Until SAP has Data Custodian integrated with every SAP application suite across their supply chain suite, it’s prudent not to bring up zero trust as a unique differentiator for supply chains. It lacks endpoint management that’s able to secure every endpoint and treat every identity as a new security perimeter – which is core to a zero-trust framework capable of securing globally diverse supply chains.

SAP Cloud Identity Access Governance scales well for providing role management, access requests, reviews and analytics, and privileged access management (PAM) with SAP, GRC, and IAM (identify and access management) solutions on the same tech stack. It’s also proven effective in protecting SAP supply chains that are integrating with S4/HANA implementations. However, deviating from an SAP tech stack, and IAM and PAM don’t scale – or, in some cases, can’t protect third-party enterprise applications. To its credit, Cloud Identity Access Governance includes pre-configured policies and rules for access management. However, SAP requires its customers also to buy SAP Access Control to customize workflows and ensure they include endpoints and microsegmentation-based network configurations that are a core component of any with the zero-trust framework.

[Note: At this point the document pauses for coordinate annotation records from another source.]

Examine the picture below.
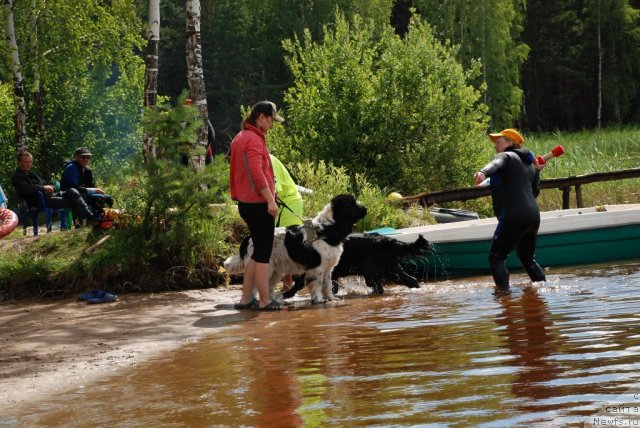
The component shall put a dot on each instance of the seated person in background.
(77, 175)
(290, 210)
(28, 184)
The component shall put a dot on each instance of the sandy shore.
(49, 348)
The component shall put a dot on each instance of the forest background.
(539, 66)
(389, 94)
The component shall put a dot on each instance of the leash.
(307, 224)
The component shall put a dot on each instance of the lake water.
(564, 353)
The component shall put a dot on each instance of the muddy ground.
(47, 348)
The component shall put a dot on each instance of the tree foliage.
(488, 30)
(402, 112)
(561, 77)
(90, 73)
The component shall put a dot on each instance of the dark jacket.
(515, 184)
(27, 185)
(74, 177)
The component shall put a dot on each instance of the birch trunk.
(18, 89)
(151, 73)
(195, 75)
(37, 96)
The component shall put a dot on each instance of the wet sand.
(48, 348)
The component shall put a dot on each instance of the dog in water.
(312, 249)
(377, 258)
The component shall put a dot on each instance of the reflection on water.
(450, 353)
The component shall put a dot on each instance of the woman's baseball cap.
(510, 133)
(268, 108)
(82, 151)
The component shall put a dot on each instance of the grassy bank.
(184, 249)
(587, 153)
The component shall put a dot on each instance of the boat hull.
(565, 238)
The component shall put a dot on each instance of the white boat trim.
(558, 221)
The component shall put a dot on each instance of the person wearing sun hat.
(515, 184)
(252, 185)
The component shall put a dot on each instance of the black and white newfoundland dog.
(312, 249)
(377, 258)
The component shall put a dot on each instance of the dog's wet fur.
(375, 257)
(296, 252)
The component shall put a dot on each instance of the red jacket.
(250, 169)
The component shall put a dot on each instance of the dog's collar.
(310, 231)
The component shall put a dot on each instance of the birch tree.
(195, 75)
(151, 72)
(18, 88)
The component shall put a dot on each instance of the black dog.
(377, 258)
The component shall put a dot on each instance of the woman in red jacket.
(253, 186)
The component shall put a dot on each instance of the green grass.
(586, 152)
(591, 152)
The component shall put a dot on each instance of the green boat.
(566, 237)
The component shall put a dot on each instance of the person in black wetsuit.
(515, 183)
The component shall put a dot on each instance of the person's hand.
(479, 177)
(539, 166)
(272, 208)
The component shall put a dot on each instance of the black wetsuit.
(515, 184)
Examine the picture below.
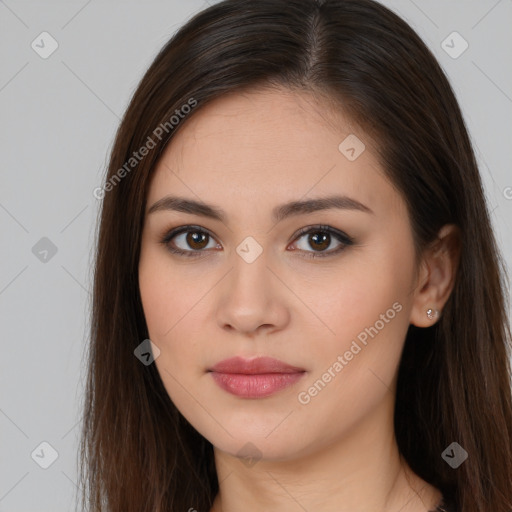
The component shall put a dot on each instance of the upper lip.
(258, 365)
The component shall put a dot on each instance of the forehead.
(257, 149)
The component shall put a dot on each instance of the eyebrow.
(181, 204)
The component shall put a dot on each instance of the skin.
(247, 153)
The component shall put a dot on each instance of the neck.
(362, 472)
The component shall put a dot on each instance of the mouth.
(255, 378)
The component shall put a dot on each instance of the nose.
(252, 299)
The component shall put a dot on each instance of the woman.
(298, 297)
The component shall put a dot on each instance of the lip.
(254, 378)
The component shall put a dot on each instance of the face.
(326, 291)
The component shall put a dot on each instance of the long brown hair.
(138, 453)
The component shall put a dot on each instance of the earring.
(432, 314)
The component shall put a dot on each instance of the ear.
(436, 276)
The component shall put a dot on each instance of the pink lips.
(254, 378)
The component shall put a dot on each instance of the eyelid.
(340, 236)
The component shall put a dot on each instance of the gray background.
(59, 116)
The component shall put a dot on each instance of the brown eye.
(188, 241)
(319, 238)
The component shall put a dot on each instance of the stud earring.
(432, 314)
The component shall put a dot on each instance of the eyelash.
(338, 235)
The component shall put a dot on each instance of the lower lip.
(255, 386)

The truth about zero trust with SAP

The goal of the Shared Responsibility Model is assigning responsibility for the security of cloud tech stacks by cloud service providers, infrastructure, and cloud customers. The SAP version of the Shared Responsibility Model shown below illustrates how the company has defined securing the data itself, management of the platform, applications and how they’re accessed, and various configurations as the customers’ responsibility:

SAP Community, RISE with SAP: Shared Security Responsibility for SAP Cloud Services

Above: SAP Community, RISE with SAP: Shared Security Responsibility for SAP Cloud Services

While SAP provides basic IAM support, it doesn’t defend against the leading cause of security breaches, including privileged credential abuse. Forrester reports that 80% of data breaches are initiated using compromised privileged credentials. According to interviewed CISOs who are evaluating SAP’s zero-trust capabilities, the following vendors are most often included in the comparisons: SailPoint Identity Platform, Oracle Identity Manager, Okta Lifecycle Management, Saviynt Security Manager, IBM Security Verify Governance, Ivanti Identity Director, Microsoft Azure Active Directory and Micro Focus NetIQ Identity Manager. Enterprises often compare these IAM providers on their integration, deployment, service, and support levels, with these factors weighing more on buying decisions than features alone.

SAP’s supply chain offerings lack diversity

SAP’s approach to IAM  doesn’t protect privileged-access credentials or protect every endpoint from third-party applications, which is essential for creating a framework for zero-trust security. As the Shared Responsibility Model illustrates, SAP secures services, leaving IAM to customers. While their PAM and IAM applications are useful in all-SAP environments, they don’t reflect how diverse and complex SAP supply chain stacks can be in nearly every enterprise today.